If that's not the case, the mail transfer agent is broken. I think it's
better to go ahead and use the mesage-id, rather than concoct
yet another "this time we mean it!" unique identifier. This is a
cost/benefit thing; the cost is some real world collisions, the benefit
is a conceptually simpler system. Conceptually simpler things are
good especially when implemented all over the place.
Which brings me to suggestion #2, which is go ahead and write
an RFC on how list servers should embed archival links in messages.
This sounds like an internet wide interoperability issue as much as
something mailman specific. Why not come up with a scheme usable
by all list servers? And also describe a specification third party archival
services can comply to. Besides, I've always wanted to help write
an RFC. If we go that route, it would be good to get input from a range
of people - one person I'd suggest is Earl Hood, author of mhonarc.
While I'm almost tempted to ignore a
> hit rate that low, if you think of an archive holding 1B messages,
> you still get a lot of duplicates.
> OTOH, the rate goes down even lower if you consider the message-id
> and date headers. (Note, I did not consider messages missing a date
> header). How likely is it that two messages with the same message-id
> and date are /not/ duplicates? Heck, at that point, I'd feel
> justified in simply automatically rejecting the duplicate and
> chucking it from the archive.
> I spent a /little/ time looking at the physical messages that ended
> up as true collisions. Though by no means did I look at them all,
> they all looked related. For example, with strategy 2 some messages
> look like they'd been inadvertently sent before they were completed.
> I need to see if there's any similarities in MUA behind these, but
> again, I think we might be able to safely assume that collisions on
> message-id+date can be ignored.
> That leads me to the following proposal, which is just an elaboration
> on Stephen's. First, all messages live in the same namespace; they
> are not divided by target mailing list. Each message has two
> addresses, one is the Message-ID and one is the base32 of the sha1
> hash of the Message-ID + Date. As Stephen proposes, Mailman would
> add these headers if an incoming message is missing them, and tough
> luck for the non-list copy. The nice thing is that RFC 2822 requires
> the Date header and states that Message-ID SHOULD be present.

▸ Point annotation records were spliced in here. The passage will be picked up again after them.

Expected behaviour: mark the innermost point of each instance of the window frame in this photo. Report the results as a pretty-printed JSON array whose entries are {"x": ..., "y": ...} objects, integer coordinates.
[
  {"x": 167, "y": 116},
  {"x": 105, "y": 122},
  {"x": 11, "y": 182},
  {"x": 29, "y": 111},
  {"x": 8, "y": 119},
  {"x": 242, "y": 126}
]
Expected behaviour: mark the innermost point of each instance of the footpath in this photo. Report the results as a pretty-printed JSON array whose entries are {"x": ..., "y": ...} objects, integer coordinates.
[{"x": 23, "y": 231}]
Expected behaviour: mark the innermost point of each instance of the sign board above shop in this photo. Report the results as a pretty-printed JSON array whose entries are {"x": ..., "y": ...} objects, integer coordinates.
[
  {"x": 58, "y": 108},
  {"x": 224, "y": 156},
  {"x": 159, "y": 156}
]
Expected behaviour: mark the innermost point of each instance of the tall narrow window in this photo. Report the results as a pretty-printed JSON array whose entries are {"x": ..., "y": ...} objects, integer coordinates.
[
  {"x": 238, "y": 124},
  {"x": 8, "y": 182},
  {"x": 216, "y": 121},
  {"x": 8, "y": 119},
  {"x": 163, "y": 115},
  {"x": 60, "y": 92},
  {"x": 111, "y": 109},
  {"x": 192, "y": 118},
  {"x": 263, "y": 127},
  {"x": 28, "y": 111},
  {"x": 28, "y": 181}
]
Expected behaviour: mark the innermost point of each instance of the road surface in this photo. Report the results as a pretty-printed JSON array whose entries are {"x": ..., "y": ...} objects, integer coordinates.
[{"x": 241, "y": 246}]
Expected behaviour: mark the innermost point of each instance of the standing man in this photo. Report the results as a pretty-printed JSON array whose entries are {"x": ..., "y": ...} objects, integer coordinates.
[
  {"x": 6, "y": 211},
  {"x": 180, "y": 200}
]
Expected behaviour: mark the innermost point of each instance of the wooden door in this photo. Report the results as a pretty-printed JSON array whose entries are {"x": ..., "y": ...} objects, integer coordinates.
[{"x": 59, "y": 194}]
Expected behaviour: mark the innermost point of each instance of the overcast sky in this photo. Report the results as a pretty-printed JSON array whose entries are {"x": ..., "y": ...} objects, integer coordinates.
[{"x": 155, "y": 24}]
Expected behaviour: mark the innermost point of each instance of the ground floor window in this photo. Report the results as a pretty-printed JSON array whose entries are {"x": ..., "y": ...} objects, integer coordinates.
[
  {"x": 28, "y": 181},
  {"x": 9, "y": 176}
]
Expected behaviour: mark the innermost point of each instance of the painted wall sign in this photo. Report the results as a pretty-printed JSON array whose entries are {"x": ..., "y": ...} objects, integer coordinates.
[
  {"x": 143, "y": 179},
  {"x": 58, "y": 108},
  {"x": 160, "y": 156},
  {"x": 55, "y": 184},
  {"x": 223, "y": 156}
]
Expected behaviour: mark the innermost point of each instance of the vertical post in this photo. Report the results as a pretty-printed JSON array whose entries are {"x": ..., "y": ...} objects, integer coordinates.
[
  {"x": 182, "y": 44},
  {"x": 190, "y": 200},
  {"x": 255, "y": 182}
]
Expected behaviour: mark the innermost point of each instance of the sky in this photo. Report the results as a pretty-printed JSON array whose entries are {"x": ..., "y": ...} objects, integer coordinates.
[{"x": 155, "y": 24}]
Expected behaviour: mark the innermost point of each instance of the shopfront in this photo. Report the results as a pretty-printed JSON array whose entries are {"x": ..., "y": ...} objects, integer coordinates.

> Why the second address? First, it provides as close to a guaranteed
> unique identifier as we can expect, and second because it produces a
> nearly human readable format. For example, Stephen's OP would have a
> second address of
> >>> mid
> '<87myycy5eh.fsf at uwakimon.sk.tsukuba.ac.jp>'
> >>> date
> 'Wed, 04 Jul 2007 16:49:58 +0900'
> >>> # XXX perhaps strip off angle brackets
> >>> h = hashlib.sha1(mid)
> >>> h.update(date)
> >>> base64.b32encode(h.digest())
> I like base32 instead of base64 because the more limited alphabet
> should produce less ambiguous strings in certain fonts and I don't
> think the short b64 strings are short enough to justify the
> punctuation characters that would result. While RFC 3548 specifies
> the b32 alphabet as using uppercase characters, I think any service
> that accepts b32 ids should be case insensitive. A really Postel-y
> service could even accept '1' for 'I' and '0' for 'O' just to make it
> more resilient to human communication errors.
> I'd like to come up with a good name for this second address, which
> would suggest the name of the X- header we stash this value in. X-
> B32-Message-ID isn't very sexy. Maybe X-Message-Global-ID, since I
> think there's a reasonable argument to make that for well-behaved
> messages, that's exactly what this is.
> So now, think of the interface to a message store that supports this
> addressing scheme. Well it's something like:
> class MessageStore(Interface):
> def store_message(message):
> """Store the message.
> :raises ValueError: when the message is missing either the
> header or a Date header.
> :raises DuplicateMessageError: when a message in the store
> already has
> a matching Message-ID and Date. An archive is free to raise
> this exception
> for duplicate Message-IDs alone.
> def get_message_by_global_id(key):
> """Locate and return the message from the store that matches
> :param key: The Global ID of the message to locate. This is
> base32 encoded SHA1 hash of the message's Message-ID and Date
> :returns: The message object matching the Global ID, or None
> if there
> is no such match.
> def get_messages_by_message_id(key):
> """Return the set of messages with a matching Message-ID `key`.
> :param key: The Message-ID of the messages to locate.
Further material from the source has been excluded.